Hands on his hat where I could see them, he explained. "I gave that ring to your mother when we divorced. The emerald gems in the eyes emit a faint dual quantum signature trail, similar to your neural DNA when you were only invisible to the range of the human eye." He breathed in deeply and exhaled. "You're not that adept at disappearing yet. Good thing you found me here when you came by playing private detective, instead of your stepfather's dangerous new friends."

He stepped intimately close, chin down and whispered very quietly. "Do you really want to tell me out here in the open how your stepfather attacked you last night or why you were snooping in our basement window this morning?" He had one of those straight faces that actors use playing the good guys asking questions in conspiracy movies.

Why did he say our? As if he included me, like this old stone place should have been my home, too. I edged away from him sideways. I never quickly opened up before except to Mom, even if the stranger might be my real father.

"What are the Trell?" I asked, still backing away. "Are they actually liquid changelings, and do they really exist?" I tried not to imagine being enveloped in a mass of ugly crud, oozing through me like I had seen on TV. I shuddered inside his coat and pretended it was just the cold.

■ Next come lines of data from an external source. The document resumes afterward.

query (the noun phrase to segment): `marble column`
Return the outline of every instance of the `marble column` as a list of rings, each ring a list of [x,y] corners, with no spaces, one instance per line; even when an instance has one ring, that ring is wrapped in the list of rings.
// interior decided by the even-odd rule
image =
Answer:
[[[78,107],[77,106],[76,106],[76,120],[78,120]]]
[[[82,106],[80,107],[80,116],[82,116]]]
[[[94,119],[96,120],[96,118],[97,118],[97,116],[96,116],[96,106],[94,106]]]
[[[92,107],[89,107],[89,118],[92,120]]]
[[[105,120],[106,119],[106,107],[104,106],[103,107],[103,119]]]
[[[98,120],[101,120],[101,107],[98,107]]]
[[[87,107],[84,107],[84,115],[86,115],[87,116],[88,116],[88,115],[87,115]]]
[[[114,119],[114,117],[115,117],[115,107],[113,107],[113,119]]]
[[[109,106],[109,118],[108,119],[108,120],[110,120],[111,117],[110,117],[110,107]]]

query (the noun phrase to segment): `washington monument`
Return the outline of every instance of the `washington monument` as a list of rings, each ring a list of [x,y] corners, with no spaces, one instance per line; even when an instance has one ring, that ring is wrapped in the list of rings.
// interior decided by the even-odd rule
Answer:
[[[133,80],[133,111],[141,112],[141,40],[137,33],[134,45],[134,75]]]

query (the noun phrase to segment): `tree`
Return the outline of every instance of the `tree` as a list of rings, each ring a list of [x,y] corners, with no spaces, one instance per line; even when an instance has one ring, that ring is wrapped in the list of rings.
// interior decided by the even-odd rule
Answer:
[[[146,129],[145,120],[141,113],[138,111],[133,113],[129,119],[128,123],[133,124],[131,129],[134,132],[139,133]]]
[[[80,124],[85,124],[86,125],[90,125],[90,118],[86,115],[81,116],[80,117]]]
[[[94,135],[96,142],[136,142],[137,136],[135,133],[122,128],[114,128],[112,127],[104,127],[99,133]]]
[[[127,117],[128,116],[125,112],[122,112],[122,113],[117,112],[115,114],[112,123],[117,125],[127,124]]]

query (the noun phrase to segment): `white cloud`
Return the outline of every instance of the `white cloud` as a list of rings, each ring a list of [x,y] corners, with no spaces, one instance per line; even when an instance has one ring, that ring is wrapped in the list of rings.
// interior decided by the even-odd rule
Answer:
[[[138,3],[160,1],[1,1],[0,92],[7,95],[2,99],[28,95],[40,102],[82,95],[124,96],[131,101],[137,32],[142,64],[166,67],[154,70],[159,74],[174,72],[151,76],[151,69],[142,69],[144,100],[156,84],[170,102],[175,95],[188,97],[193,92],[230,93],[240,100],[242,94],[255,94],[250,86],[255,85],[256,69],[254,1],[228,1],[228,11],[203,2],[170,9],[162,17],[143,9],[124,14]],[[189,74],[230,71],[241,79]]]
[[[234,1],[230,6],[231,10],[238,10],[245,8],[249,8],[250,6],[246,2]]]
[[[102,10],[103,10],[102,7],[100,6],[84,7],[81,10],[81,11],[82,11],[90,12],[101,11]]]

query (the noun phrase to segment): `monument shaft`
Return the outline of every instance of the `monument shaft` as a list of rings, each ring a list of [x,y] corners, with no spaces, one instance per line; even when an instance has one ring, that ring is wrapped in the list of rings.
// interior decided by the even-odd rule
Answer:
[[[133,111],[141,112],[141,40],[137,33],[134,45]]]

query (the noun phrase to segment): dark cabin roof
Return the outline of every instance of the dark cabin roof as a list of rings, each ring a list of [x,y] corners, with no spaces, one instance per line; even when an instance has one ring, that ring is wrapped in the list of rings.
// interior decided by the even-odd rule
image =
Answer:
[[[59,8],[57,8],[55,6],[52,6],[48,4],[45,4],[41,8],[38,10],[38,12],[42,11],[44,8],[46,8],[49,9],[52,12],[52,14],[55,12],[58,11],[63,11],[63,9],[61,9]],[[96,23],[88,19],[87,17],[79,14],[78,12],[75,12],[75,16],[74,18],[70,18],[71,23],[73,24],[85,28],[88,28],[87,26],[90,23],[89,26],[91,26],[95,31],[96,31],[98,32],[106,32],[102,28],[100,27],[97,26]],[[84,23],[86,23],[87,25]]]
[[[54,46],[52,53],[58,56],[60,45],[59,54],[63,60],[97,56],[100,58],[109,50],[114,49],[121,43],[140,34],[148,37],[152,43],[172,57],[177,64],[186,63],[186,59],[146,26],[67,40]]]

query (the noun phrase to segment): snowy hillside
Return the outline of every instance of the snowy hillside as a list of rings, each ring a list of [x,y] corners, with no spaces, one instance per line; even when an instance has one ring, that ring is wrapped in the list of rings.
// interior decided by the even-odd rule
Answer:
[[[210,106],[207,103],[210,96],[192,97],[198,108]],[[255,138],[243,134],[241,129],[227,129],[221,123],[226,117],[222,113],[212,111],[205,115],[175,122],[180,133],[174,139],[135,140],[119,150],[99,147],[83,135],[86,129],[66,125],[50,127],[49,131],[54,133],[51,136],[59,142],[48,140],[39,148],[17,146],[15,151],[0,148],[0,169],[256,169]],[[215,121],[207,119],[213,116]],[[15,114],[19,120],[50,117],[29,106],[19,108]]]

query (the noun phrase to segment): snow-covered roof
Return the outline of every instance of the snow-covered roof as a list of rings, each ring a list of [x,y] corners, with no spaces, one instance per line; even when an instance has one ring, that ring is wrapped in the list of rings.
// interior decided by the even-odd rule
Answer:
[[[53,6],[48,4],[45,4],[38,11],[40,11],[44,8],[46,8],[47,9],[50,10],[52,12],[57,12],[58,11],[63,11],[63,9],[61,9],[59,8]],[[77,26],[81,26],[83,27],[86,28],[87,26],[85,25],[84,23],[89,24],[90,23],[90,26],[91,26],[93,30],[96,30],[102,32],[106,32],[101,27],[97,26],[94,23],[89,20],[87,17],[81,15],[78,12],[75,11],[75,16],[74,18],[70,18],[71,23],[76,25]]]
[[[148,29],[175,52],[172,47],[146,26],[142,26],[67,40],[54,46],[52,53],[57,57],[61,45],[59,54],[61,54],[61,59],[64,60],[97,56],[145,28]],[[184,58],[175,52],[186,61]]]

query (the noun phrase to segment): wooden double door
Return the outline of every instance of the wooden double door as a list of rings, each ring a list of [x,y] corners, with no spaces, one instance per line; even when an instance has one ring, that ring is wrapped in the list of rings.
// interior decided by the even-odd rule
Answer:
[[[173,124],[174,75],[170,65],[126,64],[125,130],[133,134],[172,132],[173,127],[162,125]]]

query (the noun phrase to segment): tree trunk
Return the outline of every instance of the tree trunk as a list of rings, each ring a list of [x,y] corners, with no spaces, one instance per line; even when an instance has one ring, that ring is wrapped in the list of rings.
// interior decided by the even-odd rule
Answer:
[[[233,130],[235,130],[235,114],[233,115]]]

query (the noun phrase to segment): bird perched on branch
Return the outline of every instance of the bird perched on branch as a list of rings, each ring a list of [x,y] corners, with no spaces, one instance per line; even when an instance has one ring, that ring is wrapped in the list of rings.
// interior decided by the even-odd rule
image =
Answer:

"Rickie…" He sighed. His broad shoulders sagged. He put his hat back on and hugged his arms across the long wide tear in his black turtleneck. "They're not a bucket of orange goo from the special effects department for Star Lore, and they're a thousand times worse than what you saw in that window. The Trell make that carnivorous plant creature look like one of the dumb Dalek robots from Doctor Who."

"Really?" I asked. "Do they turn into huge worms with flowers on their heads and devour subway cars in New York City?"

He pursed his lips and didn't laugh at my reference to Men In Black II. His eyes flashed green and back to brown. "Rickie, this isn't a Hollywood movie. You'd be safer in Auschwitz than be sold to them." He raised his brows like a dad about to give a lecture. "You haven't answered my question yet."

Hugging his trench coat around me like a blanket, I relented. "Yeah, sure Dr. Adler. The car's a good idea."

The men came out with a long object wrapped in several blankets–-must have been the grandfather clock. Dr. Adler had stepped close to me again. He reached out a hand. I shut my eyes and flinched.